И она показала рукой на рослого носатого парня с жестким ртом и чудесными, как у Пьерины, глазами, который растянулся в жухлой траве. Обеспокоенный пришельцами, он едва приподнял голову. Заметив, какой восторженный взгляд бросила на князя его сестра, он свирепо нахмурил лоб. Но тотчас же снова уронил голову, только веки оставались открытыми: он следил за сестрой.
– Пьерина, проводи же господ, раз они желают посмотреть.
Волоча босые ноги в стоптанных башмаках, подошли другие женщины; вокруг копошились стайки ребятишек; полуодетые девчурки, и среди них, очевидно, четыре дочки Джачинты, – черноглазые, со спутанными космами нечесаных волос, все они так походили друг на дружку, что только матери могли их различить; и на этой залитой солнцем улице, где, как символ величавого бедствия, возвышались недостроенные и уже разваливающиеся дворцы, ютилось стойбище нищеты, кишевшее, как муравейник.
Бенедетта со снисходительной нежностью тихонько сказала кузену:
– Нет, не заходи, дорогой… Я не желаю твоей смерти… Это очень любезно, что ты проводил нас сюда, подожди меня на солнышке, оно такое ласковое, со мной ведь господин аббат и господин Абер.
Дарио, рассмеявшись, охотно согласился; он закурил сигарету и стал медленно прогуливаться, наслаждаясь разлитой в воздухе негой.
Пьерина быстро вошла через огромную дверь под высокие своды вестибюля, украшенные кессонами и розетками; здесь, на мраморных плитках, которыми начали выкладывать пол, громоздились целые залежи нечистот. Ступени монументальной каменной лестницы с резными ажурными перилами были разбиты и казались черными от толстого слоя всяческой мерзости. Повсюду виднелись сальные следы чьей-то пятерни. Неоштукатуренные стены, которые предполагалось украсить фресками и позолотой, были заляпаны грязью.
На просторной площадке второго этажа Пьерина остановилась; она крикнула в зияющее отверстие огромной двери, не имевшей ни створок, ни косяков:
– Отец, тут какая-то дама и двое господ, они хотят тебя повидать. – И, обернувшись к контессине, девушка пояснила: – Там, в глубине, третья зала.
Она скрылась, сбежав по лестнице еще быстрее, чем поднялась, – так спешила она к предмету своей страсти.
Бенедетта и ее спутники пересекли две огромные залы с грудами штукатурки на полу и зияющими пустотой окнами.

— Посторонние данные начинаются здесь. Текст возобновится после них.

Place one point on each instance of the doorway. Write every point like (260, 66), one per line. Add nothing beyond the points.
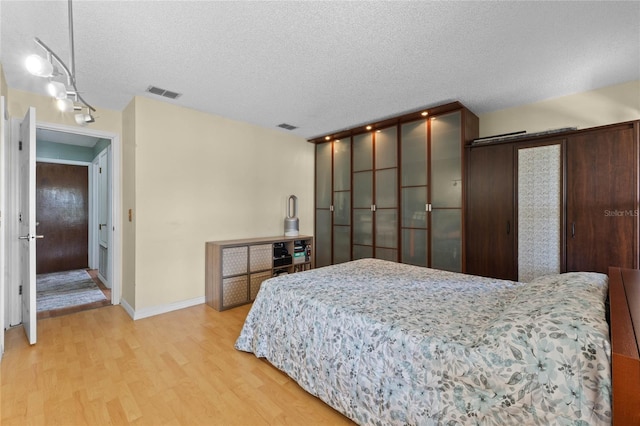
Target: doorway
(68, 279)
(110, 267)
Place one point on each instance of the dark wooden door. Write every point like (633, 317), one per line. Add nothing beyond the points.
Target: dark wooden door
(62, 216)
(490, 233)
(602, 199)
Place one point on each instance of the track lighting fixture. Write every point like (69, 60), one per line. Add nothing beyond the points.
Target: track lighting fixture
(66, 94)
(84, 119)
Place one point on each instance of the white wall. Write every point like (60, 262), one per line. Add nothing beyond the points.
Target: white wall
(198, 178)
(607, 105)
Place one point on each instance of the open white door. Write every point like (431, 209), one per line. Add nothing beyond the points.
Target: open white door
(27, 223)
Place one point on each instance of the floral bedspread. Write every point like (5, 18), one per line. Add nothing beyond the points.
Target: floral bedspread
(388, 343)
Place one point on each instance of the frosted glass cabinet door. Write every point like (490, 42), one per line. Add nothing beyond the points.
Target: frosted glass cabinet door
(323, 238)
(362, 195)
(414, 154)
(413, 193)
(363, 152)
(323, 175)
(386, 194)
(342, 165)
(446, 192)
(341, 201)
(446, 161)
(446, 242)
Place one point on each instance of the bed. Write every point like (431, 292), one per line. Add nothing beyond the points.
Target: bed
(390, 343)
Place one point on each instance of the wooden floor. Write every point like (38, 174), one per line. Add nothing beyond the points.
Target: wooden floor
(100, 367)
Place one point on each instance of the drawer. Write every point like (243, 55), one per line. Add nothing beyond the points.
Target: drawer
(256, 281)
(234, 260)
(234, 291)
(260, 257)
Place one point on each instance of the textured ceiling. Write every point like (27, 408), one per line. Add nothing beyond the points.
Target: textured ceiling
(327, 66)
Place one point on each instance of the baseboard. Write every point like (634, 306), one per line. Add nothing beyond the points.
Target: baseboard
(127, 307)
(163, 309)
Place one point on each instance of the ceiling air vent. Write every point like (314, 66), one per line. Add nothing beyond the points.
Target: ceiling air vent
(162, 92)
(287, 126)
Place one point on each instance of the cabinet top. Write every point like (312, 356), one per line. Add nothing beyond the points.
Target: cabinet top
(259, 240)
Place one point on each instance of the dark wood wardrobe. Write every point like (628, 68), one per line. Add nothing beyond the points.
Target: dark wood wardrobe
(587, 221)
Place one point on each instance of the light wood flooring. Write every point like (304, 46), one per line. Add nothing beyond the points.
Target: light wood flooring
(77, 308)
(100, 367)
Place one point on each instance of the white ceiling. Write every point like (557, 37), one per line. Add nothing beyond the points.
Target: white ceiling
(326, 66)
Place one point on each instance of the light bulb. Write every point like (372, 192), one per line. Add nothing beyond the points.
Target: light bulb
(64, 105)
(81, 119)
(39, 66)
(57, 90)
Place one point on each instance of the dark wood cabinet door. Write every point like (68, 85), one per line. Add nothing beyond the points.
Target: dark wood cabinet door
(602, 199)
(490, 233)
(62, 212)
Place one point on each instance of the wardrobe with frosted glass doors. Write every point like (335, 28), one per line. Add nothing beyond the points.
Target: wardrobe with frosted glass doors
(403, 201)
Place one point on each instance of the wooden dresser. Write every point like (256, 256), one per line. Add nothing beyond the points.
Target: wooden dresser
(235, 269)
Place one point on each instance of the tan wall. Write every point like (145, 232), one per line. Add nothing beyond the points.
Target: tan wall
(200, 177)
(129, 203)
(607, 105)
(46, 112)
(3, 83)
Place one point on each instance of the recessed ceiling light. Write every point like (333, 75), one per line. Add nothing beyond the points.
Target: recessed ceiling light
(163, 92)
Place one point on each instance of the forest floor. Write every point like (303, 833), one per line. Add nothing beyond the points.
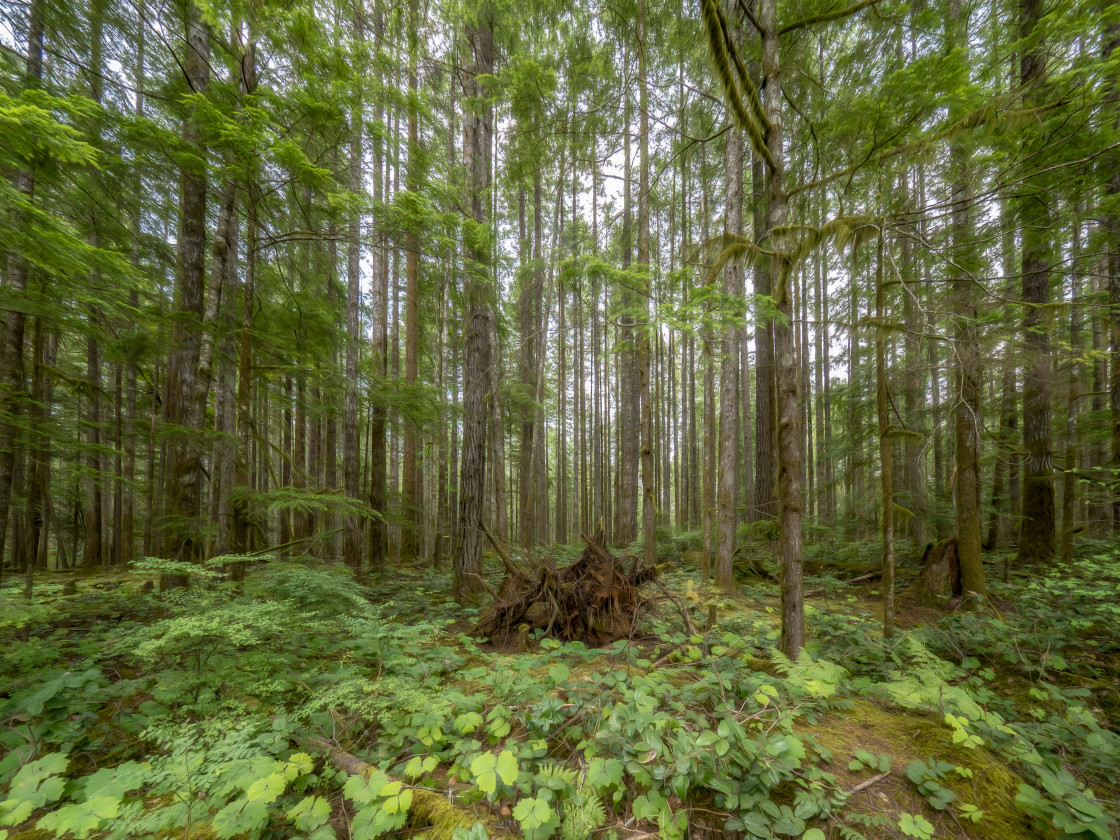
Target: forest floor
(305, 703)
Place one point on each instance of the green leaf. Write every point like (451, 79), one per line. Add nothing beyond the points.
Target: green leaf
(468, 721)
(81, 819)
(309, 813)
(532, 813)
(484, 774)
(915, 826)
(506, 767)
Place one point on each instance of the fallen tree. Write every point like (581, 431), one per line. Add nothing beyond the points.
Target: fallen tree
(594, 600)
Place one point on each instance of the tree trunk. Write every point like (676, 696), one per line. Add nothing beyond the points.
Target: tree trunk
(183, 491)
(379, 350)
(729, 374)
(649, 492)
(477, 126)
(967, 343)
(787, 375)
(1036, 540)
(886, 463)
(410, 467)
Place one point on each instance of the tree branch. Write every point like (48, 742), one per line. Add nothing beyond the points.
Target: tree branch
(827, 16)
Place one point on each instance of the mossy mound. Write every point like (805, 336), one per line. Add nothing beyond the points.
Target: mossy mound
(907, 736)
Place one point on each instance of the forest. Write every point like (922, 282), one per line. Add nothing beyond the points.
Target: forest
(612, 419)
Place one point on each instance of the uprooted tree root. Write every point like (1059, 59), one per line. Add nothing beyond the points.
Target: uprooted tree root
(594, 600)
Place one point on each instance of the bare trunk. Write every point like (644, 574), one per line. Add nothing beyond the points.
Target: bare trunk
(477, 358)
(183, 488)
(1037, 538)
(729, 375)
(787, 374)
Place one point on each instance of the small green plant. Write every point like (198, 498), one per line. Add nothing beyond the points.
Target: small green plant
(927, 777)
(915, 826)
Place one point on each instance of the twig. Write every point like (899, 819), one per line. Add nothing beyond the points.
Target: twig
(680, 607)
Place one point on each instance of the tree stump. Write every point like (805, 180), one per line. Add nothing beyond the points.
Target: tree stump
(939, 584)
(594, 600)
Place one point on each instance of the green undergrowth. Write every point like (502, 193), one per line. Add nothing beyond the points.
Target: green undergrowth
(211, 712)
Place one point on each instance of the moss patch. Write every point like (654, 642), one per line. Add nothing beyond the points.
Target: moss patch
(907, 736)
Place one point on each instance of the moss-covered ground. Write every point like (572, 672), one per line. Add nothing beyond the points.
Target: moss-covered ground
(222, 711)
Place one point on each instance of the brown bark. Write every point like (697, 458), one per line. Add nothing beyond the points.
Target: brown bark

Наконец они очутились в зале поменьше, где среди старой рухляди, заменявшей мебель, обитало семейство Гоццо. На полу, поверх торчащих наружу железных стропил, валялось шесть дырявых просаленных тюфяков. Посредине стоял длинный и еще крепкий стол; ветхие стулья с продавленными сиденьями для прочности были перевязаны веревками. Большого труда стоило заколотить досками два окна, а третье окно и дверь завесить дырявыми, замызганными холстинами от старых тюфяков.
Каменщик, казалось, удивился приходу посетителей, он явно не привык к таким филантропическим визитам. Томмазо сидел, облокотившись обеими руками на стол и подперев лицо ладонями; по словам его жены Джачинты, он отдыхал. Это был дюжий бородач лет сорока пяти, волосатый, длиннолицый, сохранивший, невзирая на нищету и вынужденное безделье, спокойное достоинство римского сенатора. При виде двух мужчин, в которых он сразу чутьем угадал чужестранцев, Томмазо недоверчиво привстал. Но тут он заметил Бенедетту и улыбнулся; та сослалась на Дарио, оставшегося внизу, и пояснила, что они пришли с благотворительной целью.
– Э, да ведь я вас знаю, контессина… Ну да, знаю, кто вы, – я в палаццо Бокканера окно замуровывал, это еще при моем отце было.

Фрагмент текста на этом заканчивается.